Enquanto no até agora maior mercado automóvel do mundo, o dos Estados Unidos, os grandes gigantes da indústria aparecem aos olhos de todo o mundo feridos de morte, na China as dezenas de grandes e pequenos construtores de automóveis locais alimentam o crescimento desenfreado das vendas e arrancam pela primeira vez a nível mundial para o lugar mais alto do pódium!
Quer os números, tão frios quanto este Inverno que nos traz a todos na Europa enregelados?
Pois aqui estão – o mercado automóvel na China cresceu 44% face ao registado no ano anterior e o dos Estados Unidos encolheu 21%, o que significa que na China foram entregues 13,5 milhões de novos automóveis, mais 3 milhões do que nos Estados Unidos!

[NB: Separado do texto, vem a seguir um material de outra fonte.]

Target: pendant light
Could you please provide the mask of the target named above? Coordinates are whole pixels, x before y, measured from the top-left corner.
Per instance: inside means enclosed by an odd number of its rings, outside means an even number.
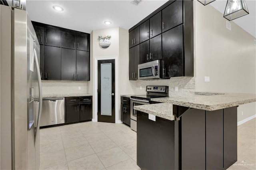
[[[197,0],[203,5],[206,6],[211,2],[214,1],[215,0]]]
[[[248,14],[245,0],[228,0],[223,17],[231,21]]]

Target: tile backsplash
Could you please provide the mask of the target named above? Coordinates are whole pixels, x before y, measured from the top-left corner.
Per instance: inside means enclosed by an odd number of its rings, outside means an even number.
[[[169,86],[169,96],[186,94],[189,94],[194,92],[196,88],[194,77],[172,77],[168,79],[154,80],[137,80],[136,93],[145,94],[147,85],[167,85]],[[140,89],[140,87],[142,89]],[[178,87],[178,91],[175,91],[175,87]]]
[[[43,96],[88,93],[87,81],[42,80],[42,83]]]

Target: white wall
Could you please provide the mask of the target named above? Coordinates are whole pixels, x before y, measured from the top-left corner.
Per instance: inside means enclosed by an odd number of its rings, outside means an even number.
[[[233,22],[226,28],[227,20],[212,6],[194,5],[196,91],[256,93],[255,38]],[[256,103],[241,105],[238,121],[256,113]]]

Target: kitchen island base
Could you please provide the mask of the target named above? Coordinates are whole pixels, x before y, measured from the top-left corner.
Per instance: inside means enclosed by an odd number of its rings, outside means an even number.
[[[154,121],[148,113],[137,113],[137,164],[142,169],[224,170],[237,160],[236,107],[190,108],[177,121],[156,117]]]

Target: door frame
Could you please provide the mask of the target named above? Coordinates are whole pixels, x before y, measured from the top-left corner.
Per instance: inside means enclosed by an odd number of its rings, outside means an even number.
[[[115,60],[115,123],[121,123],[122,122],[120,120],[118,120],[118,115],[119,112],[118,112],[118,105],[119,91],[118,91],[118,58],[117,55],[106,56],[106,57],[95,57],[94,59],[94,68],[93,71],[93,77],[94,81],[94,85],[93,85],[93,95],[94,97],[94,101],[93,102],[94,104],[94,119],[93,119],[92,121],[93,122],[98,122],[98,92],[97,90],[98,89],[98,61],[99,60],[105,60],[107,59],[114,59]]]

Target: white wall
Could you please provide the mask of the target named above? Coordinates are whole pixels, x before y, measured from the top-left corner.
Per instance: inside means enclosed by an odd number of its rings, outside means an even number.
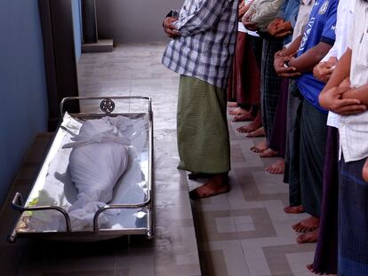
[[[184,0],[96,0],[99,38],[116,43],[165,41],[162,23]]]

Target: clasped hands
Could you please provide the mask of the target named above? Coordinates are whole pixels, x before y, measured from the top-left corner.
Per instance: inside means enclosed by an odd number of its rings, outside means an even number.
[[[352,115],[367,110],[367,106],[359,99],[345,98],[344,94],[351,91],[350,81],[348,77],[339,86],[321,93],[319,104],[322,107],[340,115]]]
[[[291,54],[285,54],[285,49],[277,51],[275,54],[274,67],[275,71],[281,77],[293,78],[300,76],[300,73],[297,71],[296,67],[288,66],[288,63],[295,59],[297,51]]]
[[[276,38],[283,38],[292,34],[292,27],[290,21],[276,18],[268,24],[267,31]]]
[[[164,31],[166,33],[167,36],[170,38],[176,38],[180,36],[180,32],[172,24],[177,21],[179,19],[177,17],[166,17],[164,20]]]

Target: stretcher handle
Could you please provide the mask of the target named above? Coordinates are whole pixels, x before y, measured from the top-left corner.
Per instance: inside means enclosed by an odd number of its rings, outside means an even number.
[[[20,193],[15,193],[14,199],[12,201],[12,207],[13,209],[20,211],[20,213],[26,211],[43,211],[43,210],[49,210],[53,209],[61,213],[61,215],[65,217],[65,223],[67,227],[67,232],[71,232],[71,224],[70,224],[70,217],[68,215],[68,212],[59,206],[50,205],[50,206],[35,206],[35,207],[24,207],[23,204],[23,198]]]
[[[147,207],[150,203],[151,203],[151,197],[149,196],[149,198],[146,201],[142,203],[139,203],[139,204],[111,204],[111,205],[106,205],[105,207],[102,207],[94,214],[93,232],[98,233],[100,231],[99,217],[100,217],[100,215],[102,214],[104,211],[108,209],[139,209],[139,208]]]
[[[64,104],[70,100],[80,100],[80,99],[101,99],[101,100],[111,100],[111,99],[147,99],[148,101],[148,114],[149,119],[152,121],[152,99],[147,96],[106,96],[106,97],[67,97],[61,100],[60,103],[60,114],[64,116]]]

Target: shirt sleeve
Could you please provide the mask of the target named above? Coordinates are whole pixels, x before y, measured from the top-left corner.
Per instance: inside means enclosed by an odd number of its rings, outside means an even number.
[[[284,2],[283,5],[281,6],[281,10],[278,12],[276,17],[278,17],[280,19],[284,19],[285,18],[286,7],[287,7],[288,3],[289,3],[289,0],[285,0]]]
[[[349,11],[353,14],[354,14],[354,9],[355,9],[354,7],[351,7]],[[348,47],[351,50],[353,49],[353,44],[354,44],[354,29],[356,28],[355,25],[356,25],[356,20],[354,20],[353,22],[353,28],[351,28],[350,33],[348,34]]]
[[[223,11],[234,0],[204,0],[199,1],[195,11],[190,14],[180,17],[173,25],[182,36],[192,35],[213,27],[220,20]]]
[[[328,59],[330,59],[330,58],[337,58],[338,56],[338,49],[337,49],[337,44],[334,43],[333,47],[331,48],[331,50],[328,51],[328,53],[325,55],[325,57],[321,60],[321,62],[324,62],[327,61]]]
[[[332,6],[328,11],[325,19],[324,31],[321,36],[321,42],[333,45],[336,40],[336,20],[337,20],[337,5],[338,1],[333,2]]]

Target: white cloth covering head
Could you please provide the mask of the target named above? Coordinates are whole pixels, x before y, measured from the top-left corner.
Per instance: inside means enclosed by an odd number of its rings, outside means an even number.
[[[128,123],[122,116],[87,121],[74,142],[63,146],[73,148],[68,169],[78,199],[68,213],[74,231],[92,228],[95,212],[111,201],[128,164],[130,141],[124,135],[132,127]],[[100,218],[100,224],[106,222],[103,214]]]

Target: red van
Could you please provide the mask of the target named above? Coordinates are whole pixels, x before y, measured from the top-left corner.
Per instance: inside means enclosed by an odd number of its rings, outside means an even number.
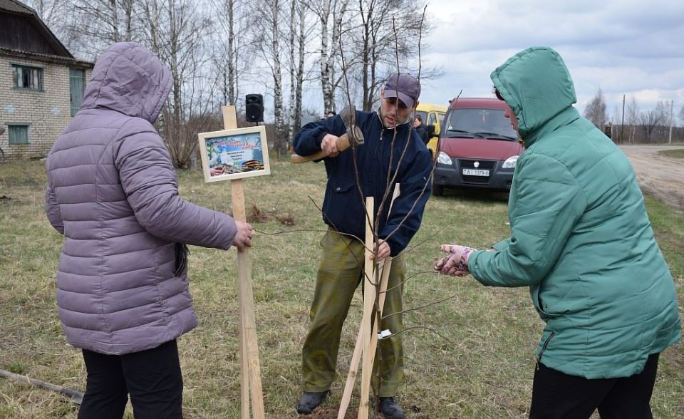
[[[509,191],[523,148],[506,103],[485,98],[454,98],[440,133],[432,194],[445,187]]]

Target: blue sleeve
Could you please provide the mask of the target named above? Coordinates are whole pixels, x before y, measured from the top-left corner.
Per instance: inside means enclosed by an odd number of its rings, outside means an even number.
[[[418,144],[418,135],[413,135],[416,137],[413,140]],[[418,231],[432,189],[430,182],[432,162],[430,152],[420,143],[420,148],[415,152],[415,157],[408,160],[410,162],[407,165],[407,170],[398,180],[400,195],[392,205],[387,224],[380,232],[380,237],[389,244],[393,257],[403,251]]]
[[[294,137],[294,152],[309,155],[321,151],[321,142],[326,134],[340,136],[346,132],[342,118],[336,115],[306,124]]]

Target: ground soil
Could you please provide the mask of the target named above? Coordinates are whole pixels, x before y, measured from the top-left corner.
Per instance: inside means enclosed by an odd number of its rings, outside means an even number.
[[[681,145],[621,145],[646,193],[684,212],[684,160],[659,155],[663,150],[684,149]]]

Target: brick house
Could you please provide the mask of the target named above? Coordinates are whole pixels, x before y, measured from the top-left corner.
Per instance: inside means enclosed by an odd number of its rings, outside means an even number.
[[[93,66],[76,59],[33,9],[0,0],[0,148],[6,160],[47,155],[81,106]]]

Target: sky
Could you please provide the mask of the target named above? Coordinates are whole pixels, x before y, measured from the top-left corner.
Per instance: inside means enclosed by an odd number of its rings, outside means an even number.
[[[599,88],[609,117],[623,95],[641,110],[673,100],[675,118],[684,104],[684,1],[428,0],[427,13],[423,66],[444,75],[423,81],[421,102],[446,104],[461,90],[492,97],[492,70],[545,46],[565,61],[581,111]]]

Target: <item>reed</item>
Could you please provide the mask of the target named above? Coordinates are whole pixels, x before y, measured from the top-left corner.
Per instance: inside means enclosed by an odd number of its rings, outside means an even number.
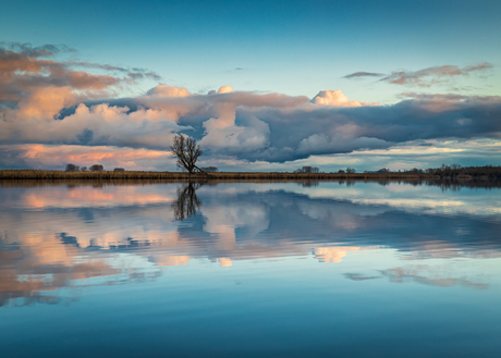
[[[196,173],[185,172],[63,172],[45,170],[0,170],[0,180],[78,180],[78,181],[137,181],[137,180],[277,180],[277,181],[346,181],[346,180],[425,180],[432,178],[429,174],[401,173],[262,173],[262,172],[217,172]]]

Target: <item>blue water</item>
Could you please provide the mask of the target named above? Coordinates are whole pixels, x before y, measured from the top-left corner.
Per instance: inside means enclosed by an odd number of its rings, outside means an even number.
[[[0,186],[1,357],[499,357],[501,190]]]

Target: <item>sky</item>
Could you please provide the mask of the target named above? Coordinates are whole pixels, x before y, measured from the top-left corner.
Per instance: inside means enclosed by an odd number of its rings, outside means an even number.
[[[5,1],[0,168],[498,165],[499,1]]]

Com um crescimento acima dos 10%, a China é a economia do mundo emergente que mais poder de compra revela, graças a novas medidas implementadas pelas autoridades do país. Esta semana o China Daily lembrava que o governo chinês tinha adoptado um conjunto de medidas anti-crise visando fomentar a procura interna, para compensar a queda das exportações e que este plano de apoios à mega economia asiática envolveu a criação de subsídios à compra de automóveis menos poluentes e de ajudas aos camponeses para que adquirissem veículos, deixando de lado as tradicionais bicicletas…
Com tanta produção interna, o gigante asiático destronou a Alemanha como maior exportador mundial, e entra em 2010 com uma margem fabulosa de crescimento – tem apenas 35 veículos por mil pessoas, enquanto nos países desenvolvidos esta média ultrapassa a fasquia dos 400 e nos Estados Unidos a densidade é o dobro.
Não admira pois que os grandes construtores apostem nestes mercados emergentes – a VW/Audi há muito tempo que chegou à China, a Peugeot que durante décadas defendeu o seu prestigio em África, está em força na América do Sul e também já vai a caminho do Oriente, a General Motors vendeu quase dois milhões de veículos aos chineses em 2009, crescendo quase 67% e, dando mostras dessa saúde de ferro, a chinesa Geely acaba de chegar a acordo com a Ford para a compra da Volvo… juntando-se aos indianos da Tata que já têm no seu portfolio a Jaguar e a Range Rover.
Tempo de viragem e de mudança – mas não nasce o Sol a Oriente?